Nigeria may have lost its South Korean oil market to the United States (U.S.) as the Asian country buys its first crude oil from America. Refiners in South Korea, the world’s fifth crude oil importer, have reportedly joined India to diversify their crude sources in what potentially could impact on Nigeria’s spot crude export market.
South Korea’s largest refiner, SK Innovation, is the latest to have made its first purchase of U.S. crude after two of India’s state-run refiners, last week, placed order for over one million barrels for the first time.
The cheaper and attractive price offerings for U.S. crude grade West Texas Intermediate (WTI) following the output cuts by members of the Organisation of Petroleum Exporting Countries (OPEC) and some non-OPEC producers since January has enabled the U.S. crude grade to find a non-traditional home in Asia.
Nigeria produces light sweet crude, a similar grade with the U.S. WTI that refiners in Asia are now rushing because of favourable price and shorter shipping distance. Nigeria has one of the world’s highest production cost per barrel of crude oil. This makes its crude’s price uncompetitive especially in low price regime as currently is.
At least three of South Korea’s four refiners import crude from Nigeria mostly through spot cargoes, Korean shipping data showed. But with Korea looking to add to its list of crude suppliers, Nigeria’s barrels heading to the Asian country may further shrink.
Head of Energy Desk, Ecobank, Mr. Dolapo Oni, said OPEC and non-OPEC producer agreement to cut output in order to shore up price has its own advantage and disadvantage,. According to him, when the price of crude goes up it makes production of shale oil and gas attractive. Therefore, to make shale production unprofitable oil price need to be low because the cost of production per barrel of crude from conventional hydrocarbon acreages is much lower than production from shale. It can be as much as 200-400 per cent higher, he added.
From 2014, the market has experienced a supply glut mostly occasioned by US supply from shale oil leading to an increase in global inventories. Between 2017 and 2021, tight crude oil supply from North America (U.S. & Canada) is expected to increase from 4.1million barrels/day to 4.8million barrels/day and is expected to be a major supplier at least till 2030. Lest we forget, the U.S. has amended its laws to allow for crude export. This singular move is of key significance in the supply dynamics.
Corroborating Oni, the Group Managing Director, Nigerian National Petroleum Corporation (NNPC) Dr.
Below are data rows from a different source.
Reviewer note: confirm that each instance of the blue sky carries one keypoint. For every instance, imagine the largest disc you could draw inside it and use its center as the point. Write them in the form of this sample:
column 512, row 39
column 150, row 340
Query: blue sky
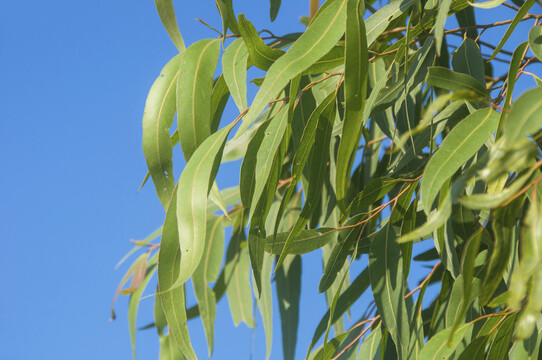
column 75, row 76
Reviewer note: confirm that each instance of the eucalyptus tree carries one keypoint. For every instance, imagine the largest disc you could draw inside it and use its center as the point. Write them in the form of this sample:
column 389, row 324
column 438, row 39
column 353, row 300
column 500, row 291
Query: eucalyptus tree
column 369, row 132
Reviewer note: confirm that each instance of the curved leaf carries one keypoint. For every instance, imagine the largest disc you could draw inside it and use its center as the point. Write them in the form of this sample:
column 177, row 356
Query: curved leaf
column 316, row 41
column 192, row 193
column 169, row 20
column 465, row 139
column 194, row 89
column 355, row 89
column 234, row 67
column 157, row 120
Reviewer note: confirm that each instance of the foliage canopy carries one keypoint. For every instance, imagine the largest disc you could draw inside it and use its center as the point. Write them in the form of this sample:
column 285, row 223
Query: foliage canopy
column 367, row 134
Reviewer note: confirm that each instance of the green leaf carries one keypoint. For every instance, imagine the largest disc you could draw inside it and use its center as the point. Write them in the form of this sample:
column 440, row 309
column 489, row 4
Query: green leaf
column 318, row 172
column 206, row 273
column 194, row 89
column 503, row 223
column 524, row 117
column 237, row 272
column 265, row 302
column 488, row 4
column 167, row 16
column 450, row 80
column 438, row 346
column 234, row 67
column 306, row 144
column 468, row 60
column 370, row 348
column 306, row 241
column 386, row 270
column 265, row 155
column 442, row 15
column 228, row 17
column 288, row 281
column 349, row 296
column 192, row 193
column 316, row 41
column 501, row 342
column 275, row 6
column 517, row 19
column 535, row 41
column 261, row 55
column 379, row 21
column 173, row 299
column 515, row 63
column 157, row 120
column 355, row 89
column 219, row 98
column 133, row 304
column 465, row 139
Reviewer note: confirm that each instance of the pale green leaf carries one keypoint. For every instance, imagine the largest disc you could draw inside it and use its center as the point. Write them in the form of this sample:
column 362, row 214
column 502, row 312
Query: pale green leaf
column 169, row 20
column 450, row 80
column 316, row 41
column 275, row 6
column 442, row 15
column 173, row 300
column 288, row 281
column 234, row 67
column 194, row 89
column 468, row 60
column 228, row 17
column 192, row 193
column 306, row 241
column 157, row 120
column 206, row 273
column 517, row 19
column 261, row 55
column 535, row 41
column 524, row 117
column 465, row 139
column 355, row 88
column 386, row 270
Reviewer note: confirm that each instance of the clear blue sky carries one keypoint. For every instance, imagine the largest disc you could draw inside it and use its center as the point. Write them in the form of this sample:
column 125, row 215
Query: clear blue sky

Maikanti Baru, said the production of oil from shale changed the supply dynamics. “From 2014, the market has experienced a supply glut mostly occasioned by US supply from shale oil leading to an increase in global inventories. Between 2017 and 2021, tight crude oil supply from North America (U.S. & Canada) is expected to increase from 4.1million barrels per day to 4.8million barrels per day and is expected to be a major supplier at least till 2030. Lest we forget, the U.S. has amended its laws to allow for crude export. This singular move is of key significance in the supply dynamics,” Baru said.
Production at shale fields is forecast to expand to 6.15 million barrels a day in September, according to the Energy Information Administration (EIA). This week’s U.S. stockpile report may show that crude inventories declined for a seventh week, according to a Bloomberg survey
However, oil traded at a three-week low yesterday after a forecast on U.S. shale growth added to mounting worries that the rebalancing process is stalling.
“As much as oil inventories have been coming down in the U.S., which is something that is seasonally normal, the fact that U.S. shale production is very resilient and is again confirmed by this EIA Drilling Productivity Report, that is something that is weighing on the market’s mind,” said Harry Tchilinguirian, head of commodity markets strategy at BNP Paribas SA in London.